SB 21 is a bad deal for Alaska
In the oil revenue debate we’ve heard and read misleading statements and distorted facts. As long time Alaska residents, business owners, and grandparents, we are very concerned about Alaska’s future economy.
The “Vote No on Proposition One” group paints an “almost too good to be true” picture if Senate Bill 21 prevails in August. The group repeatedly alludes to Alaska’s partnership with the oil companies, assuring us that this new deal, SB 21, will result in more jobs as well as economic growth.

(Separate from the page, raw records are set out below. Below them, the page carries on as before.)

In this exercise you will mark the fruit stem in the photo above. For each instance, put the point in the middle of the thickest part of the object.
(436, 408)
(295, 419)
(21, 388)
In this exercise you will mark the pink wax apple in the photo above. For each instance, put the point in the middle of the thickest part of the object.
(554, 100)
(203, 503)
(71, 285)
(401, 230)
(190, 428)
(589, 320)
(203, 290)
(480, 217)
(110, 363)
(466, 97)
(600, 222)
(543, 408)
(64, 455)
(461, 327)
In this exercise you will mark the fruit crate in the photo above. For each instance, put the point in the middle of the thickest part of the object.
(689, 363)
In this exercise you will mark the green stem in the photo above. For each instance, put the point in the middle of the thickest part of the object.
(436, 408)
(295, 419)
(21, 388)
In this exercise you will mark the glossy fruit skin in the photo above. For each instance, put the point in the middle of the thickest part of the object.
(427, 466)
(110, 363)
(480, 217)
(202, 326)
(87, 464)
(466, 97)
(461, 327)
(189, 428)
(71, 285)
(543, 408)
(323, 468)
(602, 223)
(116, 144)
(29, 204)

Although this paints a rosy picture, it also raises questions. Does this partnership have Alaska’s best interests in their long range planning? Will this “partnership” with Alaska develop a plan for future sustainable, safe energy for Alaskans? How can Alaska’s government, mandated by its Constitution to develop its resources for the maximum benefit of Alaskans, partner with corporations, mandated to provide profits for their shareholders? Do they share revenue information with Alaska? Can we rely on the oil companies for a good deal?

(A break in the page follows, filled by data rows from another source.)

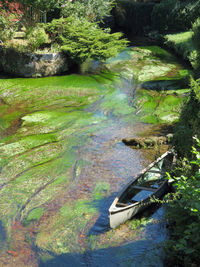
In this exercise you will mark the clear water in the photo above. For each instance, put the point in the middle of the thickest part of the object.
(63, 162)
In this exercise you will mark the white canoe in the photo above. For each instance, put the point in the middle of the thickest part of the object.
(136, 195)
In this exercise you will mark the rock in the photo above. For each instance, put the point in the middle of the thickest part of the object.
(142, 142)
(32, 64)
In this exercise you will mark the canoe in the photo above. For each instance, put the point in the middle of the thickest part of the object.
(150, 183)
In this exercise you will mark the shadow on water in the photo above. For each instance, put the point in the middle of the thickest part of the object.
(173, 84)
(145, 252)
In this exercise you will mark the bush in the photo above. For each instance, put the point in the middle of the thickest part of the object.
(36, 36)
(189, 122)
(196, 33)
(183, 45)
(175, 15)
(8, 26)
(93, 10)
(184, 245)
(133, 17)
(81, 39)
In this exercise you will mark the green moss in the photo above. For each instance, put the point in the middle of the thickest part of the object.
(34, 215)
(101, 189)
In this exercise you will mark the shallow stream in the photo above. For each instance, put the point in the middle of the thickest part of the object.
(63, 160)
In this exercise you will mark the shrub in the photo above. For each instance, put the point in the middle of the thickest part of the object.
(8, 26)
(175, 15)
(184, 245)
(36, 36)
(196, 33)
(81, 39)
(93, 10)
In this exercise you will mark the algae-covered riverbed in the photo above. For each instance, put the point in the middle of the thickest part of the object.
(62, 160)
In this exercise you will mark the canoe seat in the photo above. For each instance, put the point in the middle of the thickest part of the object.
(154, 171)
(119, 204)
(144, 188)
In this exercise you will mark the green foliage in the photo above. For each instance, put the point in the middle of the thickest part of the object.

In the past, foreign corporations exploited Alaska’s rich natural wealth with projects that harvested Alaska’s wealth but left little for Alaska. The Kennecott Copper Mine is one example. Alaska’s past “boom and bust” economy resulted in resource extraction solely for exploitation and profit with no concern for permanent growth and development. That remains the same today.
The state now faces huge deficits if we continue to sell our oil to multinational corporations at bargain prices. Alaska, under SB 21, receives less revenue than other owner states. The glossy ads, paid by the oil corporations, fail to compare their share of the profit in Iraq or Mexico to their share of the profit from Alaska’s oil. These multinational corporations, along with their CEOs, investors and stockholders, have been the beneficiaries of Alaska’s oil for many decades.

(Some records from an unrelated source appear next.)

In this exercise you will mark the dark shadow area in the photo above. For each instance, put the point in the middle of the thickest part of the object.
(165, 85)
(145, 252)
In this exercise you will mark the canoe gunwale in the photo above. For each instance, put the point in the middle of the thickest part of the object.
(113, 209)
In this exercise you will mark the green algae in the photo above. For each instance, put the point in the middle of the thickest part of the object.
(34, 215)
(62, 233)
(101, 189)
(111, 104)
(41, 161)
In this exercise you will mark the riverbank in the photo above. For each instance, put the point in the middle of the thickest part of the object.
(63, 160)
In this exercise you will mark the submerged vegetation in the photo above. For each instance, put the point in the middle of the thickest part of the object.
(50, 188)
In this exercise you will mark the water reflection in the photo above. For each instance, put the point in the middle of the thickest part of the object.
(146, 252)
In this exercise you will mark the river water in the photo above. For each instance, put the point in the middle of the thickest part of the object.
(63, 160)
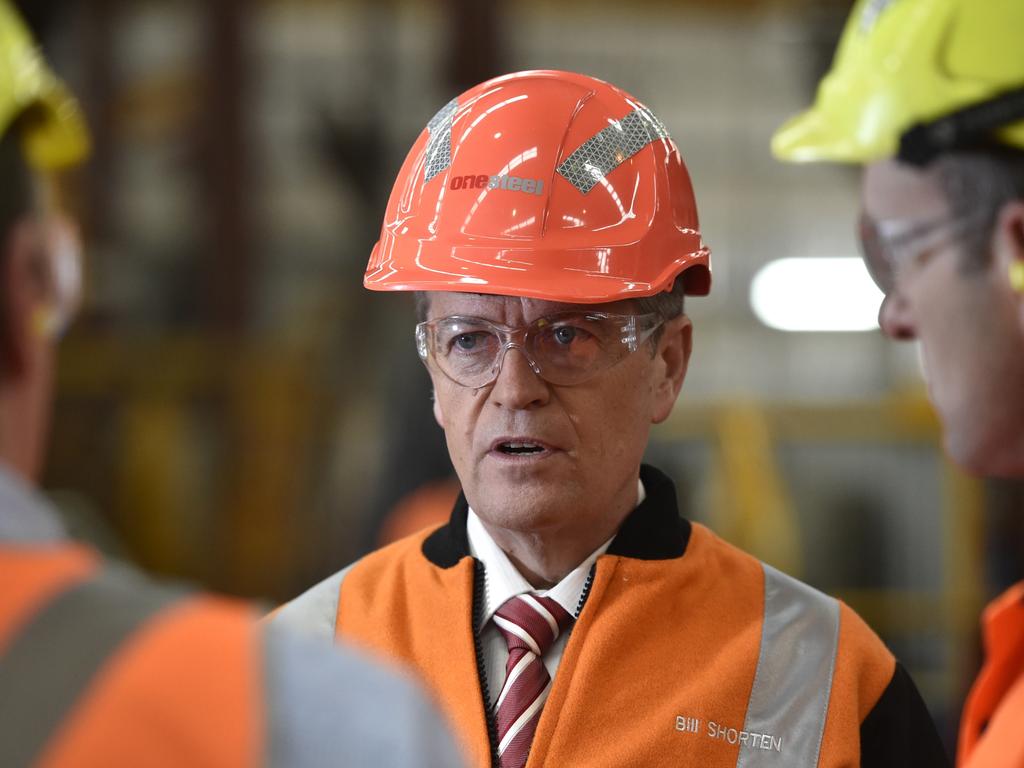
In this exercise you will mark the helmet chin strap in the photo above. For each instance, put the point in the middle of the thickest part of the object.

At a recent Chamber of Commerce debate, oil and gas attorney Craig Richards pointed out the decline in pipeline throughput of oil characterizes aging fields. The solution lies in new production, exploring and developing new fields and pools in existing fields. Reports show Alaska has substantially more oil in the ground and will be able to produce for years to come.
Alaska’s Clear and Equitable Share encourages this kind of development. SB 21 rewards increasing the rate of extraction from the old, declining fields. Mr. Richards pointed out much of last year’s increased activity required long range planning. Oil rigs had already been bought and shipped to Alaska under ACES.
“Vote No” says we want to go back to a flawed law. Darn right we do. We want to make a good law better and return to a law (ACES) from which Alaska received $8.5 billion more than it would have under SB21.
As business owners, we want audits of the state’s oil revenues and unbiased research made available to our elected citizen representatives. Our legislators require accurate, up to date accountability to make informed decisions. As an owner-state Alaska needs that information.
Alaskans must take a principled stand no matter our political affiliation. We will not have a democratic, citizen-represented government if we continue to allow multinationals to dominate our government, our laws, our policies, and our elections.
“Whenever the people are well informed, they can be trusted with their own government; that whenever things get so far wrong as to attract their notice, they may be relied on to set them to rights.” — Thomas Jefferson 1788
The repeal of SB21 will put Alaskans on the path to “setting things right.” We can empower our legislators to represent the resource owners, not the oil companies. In the August 19th Primary election, we will use the strongest voice we have. Thirteen million dollars have already been spent to sway your vote. Please make your decision based on fact, not money-fueled ads, glossy fliers, and glitzy infomercials. Vote Yes on Proposition One for Alaska’s long-term best interests.
Hal Gazaway attended grade school in the territory of Alaska and high school in the state of Alaska. After nine years as an Assistant Attorney General and Administrative Law Judge, he went into his own law practice in Anchorage.
Barbara Gazaway had a long career in education, teaching music at all levels elementary through University. She taught in the European DOD schools, Pennsylvania, Utah, California, and Alaska. She now teaches piano and works part time as a legal assistant.